`Module.to(Device)` will cause warnings because non-leaf tensors `.grad` is accessed (Also for optimizers)

dotnet / TorchSharp

A .NET library that provides access to the library that powers PyTorch.

MIT License

1.37k stars 177 forks source link

`Module.to(Device)` will cause warnings because non-leaf tensors `.grad` is accessed (Also for optimizers) #1323

Closed yueyinqiu closed 3 months ago

yueyinqiu commented 4 months ago

https://github.com/dotnet/TorchSharp/issues/1322#issuecomment-2147081809

yueyinqiu commented 4 months ago

That's a bit tricky.

We can't just check param.requires_grad because it might be a non-leaf tensor but retains_grad.
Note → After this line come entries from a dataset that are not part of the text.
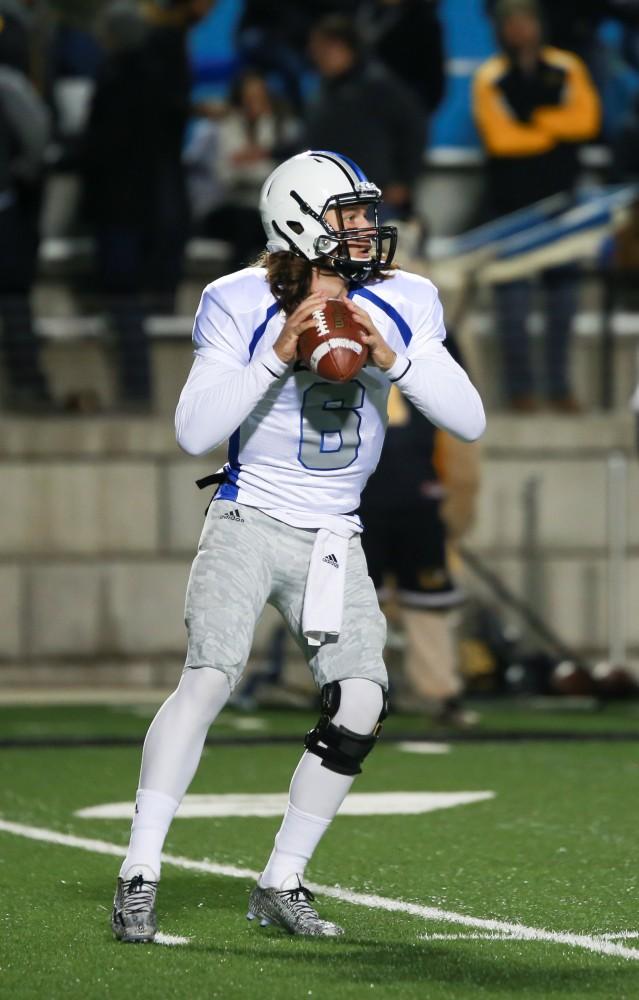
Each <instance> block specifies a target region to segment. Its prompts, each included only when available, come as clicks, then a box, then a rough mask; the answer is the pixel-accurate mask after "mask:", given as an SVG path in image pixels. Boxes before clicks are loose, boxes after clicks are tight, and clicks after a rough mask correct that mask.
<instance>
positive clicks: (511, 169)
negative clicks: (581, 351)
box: [473, 0, 600, 412]
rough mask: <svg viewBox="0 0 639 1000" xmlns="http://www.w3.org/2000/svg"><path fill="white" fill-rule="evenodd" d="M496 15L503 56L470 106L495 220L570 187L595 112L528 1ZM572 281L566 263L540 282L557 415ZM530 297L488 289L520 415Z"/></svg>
mask: <svg viewBox="0 0 639 1000" xmlns="http://www.w3.org/2000/svg"><path fill="white" fill-rule="evenodd" d="M494 17H495V25H496V31H497V38H498V41H499V44H500V46H501V49H502V53H501V54H500V55H498V56H493V57H492V58H491V59H489V60H488V61H487V62H485V63H484V64H483V65H482V66H481V67H480V68H479V70H478V71H477V73H476V75H475V79H474V88H473V104H474V115H475V120H476V123H477V128H478V130H479V134H480V137H481V140H482V142H483V145H484V148H485V150H486V153H487V156H488V165H487V194H488V201H489V211H490V214H491V215H492V216H498V215H504V214H507V213H508V212H514V211H516V210H517V209H520V208H524V207H525V206H527V205H530V204H532V203H533V202H536V201H539V200H541V199H543V198H547V197H549V196H550V195H554V194H558V193H559V192H570V191H572V190H573V188H574V186H575V183H576V180H577V176H578V172H579V163H578V159H577V153H578V148H579V144H580V143H582V142H584V141H586V140H588V139H593V138H595V136H596V135H597V134H598V131H599V123H600V108H599V100H598V97H597V94H596V91H595V89H594V86H593V84H592V82H591V80H590V77H589V75H588V71H587V70H586V68H585V66H584V64H583V63H582V62H581V60H580V59H579V58H578V57H577V56H575V55H572V54H571V53H569V52H564V51H561V50H559V49H553V48H549V47H547V46H545V45H544V43H543V40H542V26H541V19H540V14H539V9H538V6H537V4H536V3H535V2H534V0H498V2H497V3H496V4H495V8H494ZM576 282H577V275H576V273H575V269H574V268H573V267H572V266H564V267H561V268H552V269H549V270H546V271H545V272H543V273H542V275H541V283H542V286H543V291H544V293H545V297H546V339H545V367H546V379H547V391H548V395H549V399H550V402H551V405H552V406H553V408H555V409H556V410H557V411H559V412H575V411H576V410H578V404H577V402H576V400H575V399H574V396H573V394H572V390H571V386H570V380H569V374H568V363H569V357H568V352H569V345H570V335H571V326H572V321H573V317H574V313H575V309H576V291H577V284H576ZM531 296H532V285H531V282H530V281H528V280H525V279H521V280H517V281H511V282H506V283H504V284H500V285H497V286H496V288H495V301H496V308H497V325H498V333H499V336H500V339H501V344H502V352H503V361H504V374H505V392H506V396H507V398H508V402H509V405H510V406H511V408H513V409H514V410H519V411H522V412H529V411H531V410H534V409H536V408H537V406H538V403H537V398H536V394H535V386H534V380H533V372H532V367H531V358H530V345H529V340H528V331H527V328H526V322H527V318H528V316H529V314H530V307H531Z"/></svg>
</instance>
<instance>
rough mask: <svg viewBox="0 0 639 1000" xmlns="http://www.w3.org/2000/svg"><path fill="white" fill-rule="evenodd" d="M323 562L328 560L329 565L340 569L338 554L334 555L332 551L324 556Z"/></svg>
mask: <svg viewBox="0 0 639 1000" xmlns="http://www.w3.org/2000/svg"><path fill="white" fill-rule="evenodd" d="M322 562H327V563H328V565H329V566H332V567H333V568H334V569H339V563H338V561H337V556H334V555H333V553H332V552H331V553H330V555H327V556H324V558H323V559H322Z"/></svg>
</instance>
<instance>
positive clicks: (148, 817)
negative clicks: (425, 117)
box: [120, 667, 230, 878]
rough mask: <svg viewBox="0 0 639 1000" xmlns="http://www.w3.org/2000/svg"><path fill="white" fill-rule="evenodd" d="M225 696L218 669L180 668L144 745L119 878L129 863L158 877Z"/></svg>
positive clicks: (228, 695) (146, 735) (223, 675)
mask: <svg viewBox="0 0 639 1000" xmlns="http://www.w3.org/2000/svg"><path fill="white" fill-rule="evenodd" d="M229 694H230V689H229V685H228V681H227V680H226V676H225V675H224V674H223V673H222V672H221V671H220V670H215V669H213V668H212V667H200V668H198V669H197V670H192V669H189V670H185V671H184V673H183V674H182V677H181V679H180V683H179V684H178V687H177V689H176V690H175V691H174V692H173V694H172V695H171V696H170V697H169V698H167V700H166V701H165V702H164V704H163V705H162V707H161V708H160V710H159V711H158V713H157V715H156V716H155V718H154V720H153V722H152V723H151V725H150V727H149V731H148V733H147V735H146V739H145V741H144V750H143V752H142V767H141V769H140V787H139V789H138V794H137V797H136V813H135V816H134V818H133V824H132V826H131V841H130V844H129V849H128V852H127V856H126V858H125V859H124V862H123V863H122V868H121V869H120V875H121V877H122V875H123V874H126V872H127V870H128V869H129V868H131V867H132V866H133V865H143V866H145V867H149V868H151V869H152V870H153V871H154V872H155V874H156V876H157V878H159V876H160V855H161V853H162V847H163V846H164V840H165V838H166V835H167V833H168V830H169V827H170V825H171V821H172V820H173V817H174V815H175V812H176V810H177V808H178V805H179V804H180V802H181V801H182V799H183V797H184V795H185V794H186V790H187V788H188V787H189V785H190V784H191V781H192V780H193V775H194V774H195V772H196V770H197V766H198V764H199V762H200V757H201V756H202V748H203V747H204V741H205V739H206V734H207V733H208V731H209V728H210V726H211V723H212V722H213V720H214V719H215V717H216V716H217V715H218V713H219V712H220V710H221V709H222V708H223V707H224V705H225V703H226V701H227V699H228V696H229Z"/></svg>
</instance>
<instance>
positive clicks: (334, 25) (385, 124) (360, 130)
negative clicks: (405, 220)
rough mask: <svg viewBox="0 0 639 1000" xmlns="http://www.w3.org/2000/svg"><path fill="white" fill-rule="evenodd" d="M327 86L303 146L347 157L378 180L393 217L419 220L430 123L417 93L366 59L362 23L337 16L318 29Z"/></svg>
mask: <svg viewBox="0 0 639 1000" xmlns="http://www.w3.org/2000/svg"><path fill="white" fill-rule="evenodd" d="M309 51H310V55H311V59H312V61H313V62H314V64H315V66H316V67H317V69H318V71H319V74H320V78H321V86H320V90H319V93H318V94H317V96H316V98H315V100H314V101H312V102H311V103H310V104H309V106H308V108H307V112H306V121H305V130H304V144H305V145H306V146H308V147H309V148H312V149H340V150H342V151H343V152H344V153H345V154H346V155H347V156H349V157H351V158H352V159H353V160H355V162H356V163H359V164H360V165H361V167H362V169H363V170H364V172H365V173H366V174H368V175H370V176H371V177H375V179H376V182H377V183H378V184H379V185H380V187H381V188H382V191H383V197H384V202H385V205H386V210H387V213H388V215H389V216H392V217H394V218H407V217H409V216H410V215H411V213H412V207H413V194H414V188H415V183H416V181H417V179H418V177H419V173H420V170H421V164H422V157H423V154H424V147H425V142H426V117H425V115H424V112H423V111H422V109H421V107H420V105H419V102H418V101H417V99H416V97H415V96H414V95H413V94H412V93H411V91H410V90H409V89H408V88H407V87H406V86H405V85H404V84H403V83H401V82H400V81H399V80H397V79H396V78H395V77H394V76H392V75H391V74H390V73H389V72H388V71H387V70H386V69H384V67H383V66H381V64H379V63H377V62H374V61H372V60H371V59H370V58H368V57H367V56H366V54H365V51H364V47H363V43H362V40H361V37H360V35H359V32H358V31H357V28H356V25H355V22H354V21H352V20H350V19H348V18H344V17H339V16H331V17H329V18H326V19H323V20H321V21H319V22H318V23H317V24H316V25H315V26H314V27H313V29H312V31H311V35H310V42H309Z"/></svg>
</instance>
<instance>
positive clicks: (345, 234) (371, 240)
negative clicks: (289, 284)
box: [291, 183, 397, 281]
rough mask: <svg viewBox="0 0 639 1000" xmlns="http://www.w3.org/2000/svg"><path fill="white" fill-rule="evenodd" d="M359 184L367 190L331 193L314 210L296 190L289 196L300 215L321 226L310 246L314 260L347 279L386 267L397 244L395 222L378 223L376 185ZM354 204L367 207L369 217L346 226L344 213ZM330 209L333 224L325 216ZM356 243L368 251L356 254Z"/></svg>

I'm also not sure whether there are any other situations.

yueyinqiu commented 4 months ago

Yes there are... We can simply do that in PyTorch:

import torch.nn

x = torch.zeros([], requires_grad=False)
x.grad = torch.zeros([]) + 10
print(x.grad)  # tensor(10.)

So we can never know whether their is a grad before we true access it...

Perhaps the only solution is to add a new C++ method for this. Or find a way to temporarily suppress warnings.
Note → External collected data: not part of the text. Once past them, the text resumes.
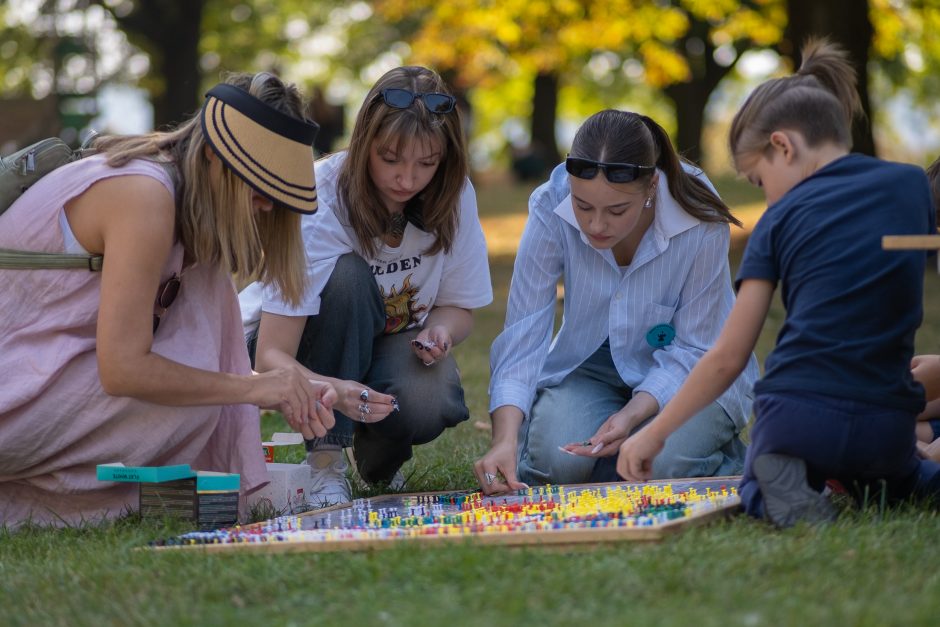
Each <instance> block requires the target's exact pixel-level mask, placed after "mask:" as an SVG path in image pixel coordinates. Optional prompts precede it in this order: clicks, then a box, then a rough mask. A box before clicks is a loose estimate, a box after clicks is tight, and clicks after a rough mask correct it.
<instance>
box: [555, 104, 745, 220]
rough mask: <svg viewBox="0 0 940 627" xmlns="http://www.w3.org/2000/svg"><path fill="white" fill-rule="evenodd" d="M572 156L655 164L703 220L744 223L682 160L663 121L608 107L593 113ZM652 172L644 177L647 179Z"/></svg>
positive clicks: (571, 147)
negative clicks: (681, 160)
mask: <svg viewBox="0 0 940 627" xmlns="http://www.w3.org/2000/svg"><path fill="white" fill-rule="evenodd" d="M571 156H572V157H581V158H584V159H592V160H594V161H606V162H608V163H633V164H636V165H644V166H652V165H655V166H656V167H657V168H658V169H660V170H662V171H663V174H665V175H666V180H667V181H668V183H669V193H670V194H672V197H673V198H675V199H676V201H677V202H678V203H679V206H680V207H682V208H683V209H684V210H685V212H686V213H688V214H689V215H691V216H694V217H695V218H698V219H699V220H702V221H703V222H726V223H727V222H730V223H732V224H736V225H738V226H741V222H740V221H739V220H738V219H737V218H735V217H734V216H733V215H731V210H730V209H728V206H727V205H726V204H725V203H724V202H722V201H721V199H720V198H719V197H718V195H717V194H715V192H713V191H712V190H711V189H709V188H708V186H707V185H705V183H703V182H702V181H701V180H700V179H699V178H698V177H697V176H692V175H690V174H689V173H688V172H686V171H685V168H683V167H682V161H681V159H680V158H679V155H678V154H676V151H675V149H674V148H673V147H672V142H671V141H669V135H667V134H666V131H665V130H663V127H661V126H660V125H659V124H657V123H656V122H654V121H653V120H652V119H650V118H648V117H647V116H645V115H640V114H638V113H633V112H632V111H617V110H615V109H605V110H604V111H599V112H597V113H595V114H594V115H592V116H591V117H589V118H588V119H587V120H585V121H584V124H582V125H581V128H579V129H578V132H577V133H576V134H575V136H574V141H573V142H572V143H571ZM652 176H653V175H652V173H651V174H648V175H646V177H644V178H645V179H646V180H647V181H648V180H649V179H650V178H651V177H652Z"/></svg>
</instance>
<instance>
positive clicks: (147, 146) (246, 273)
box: [94, 72, 306, 304]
NiklasGustafsson commented 3 months ago

Would it be enough to check tensor.is_leaf before accessing grad in the toEpilog() logic?

NiklasGustafsson commented 3 months ago

I'm confused -- all the instances of .grad in Module are accessing parameters. How can they be non-leaf tensors?
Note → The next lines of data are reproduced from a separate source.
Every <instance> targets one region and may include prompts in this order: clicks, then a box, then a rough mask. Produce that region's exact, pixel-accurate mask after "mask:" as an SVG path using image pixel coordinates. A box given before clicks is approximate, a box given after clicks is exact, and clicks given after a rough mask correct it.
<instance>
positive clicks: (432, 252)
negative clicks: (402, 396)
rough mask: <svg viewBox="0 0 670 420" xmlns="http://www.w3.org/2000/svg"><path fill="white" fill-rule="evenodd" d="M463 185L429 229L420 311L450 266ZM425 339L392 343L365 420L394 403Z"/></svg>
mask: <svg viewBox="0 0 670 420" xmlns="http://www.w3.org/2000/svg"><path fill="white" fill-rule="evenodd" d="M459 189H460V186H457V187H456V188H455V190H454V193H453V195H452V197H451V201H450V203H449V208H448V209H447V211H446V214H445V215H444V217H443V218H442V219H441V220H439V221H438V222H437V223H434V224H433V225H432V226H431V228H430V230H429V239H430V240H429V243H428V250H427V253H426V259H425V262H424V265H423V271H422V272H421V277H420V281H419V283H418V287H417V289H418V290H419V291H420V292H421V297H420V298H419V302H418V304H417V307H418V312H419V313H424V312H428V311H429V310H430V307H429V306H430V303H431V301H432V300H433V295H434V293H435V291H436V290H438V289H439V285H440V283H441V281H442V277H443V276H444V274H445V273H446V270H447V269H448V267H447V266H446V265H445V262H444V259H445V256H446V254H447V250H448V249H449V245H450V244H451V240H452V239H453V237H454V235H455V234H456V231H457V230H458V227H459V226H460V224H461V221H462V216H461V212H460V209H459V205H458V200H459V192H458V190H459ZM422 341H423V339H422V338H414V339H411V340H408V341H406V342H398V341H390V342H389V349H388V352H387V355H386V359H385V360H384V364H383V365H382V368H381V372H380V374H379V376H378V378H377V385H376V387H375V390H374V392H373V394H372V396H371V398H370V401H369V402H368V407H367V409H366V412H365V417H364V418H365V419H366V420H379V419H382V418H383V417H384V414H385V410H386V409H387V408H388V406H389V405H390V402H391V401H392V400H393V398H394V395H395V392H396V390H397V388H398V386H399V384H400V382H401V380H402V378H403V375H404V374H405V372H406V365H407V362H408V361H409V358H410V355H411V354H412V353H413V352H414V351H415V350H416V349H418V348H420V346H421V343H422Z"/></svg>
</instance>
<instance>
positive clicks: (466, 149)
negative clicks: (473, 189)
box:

yueyinqiu commented 3 months ago

Hmmm... This issue was created due to #1322 . In that issue, this.conv.weight[..] = nn.Parameter(x.view(1, c1, 1, 1)); was used, which made it a non-leaf tensor.

Well I have just reconsidered about this... I suppose it's a misuse of slicing, and a warning is just what we want in this situation.

NiklasGustafsson commented 3 months ago

So, should #1322 also be closed, then?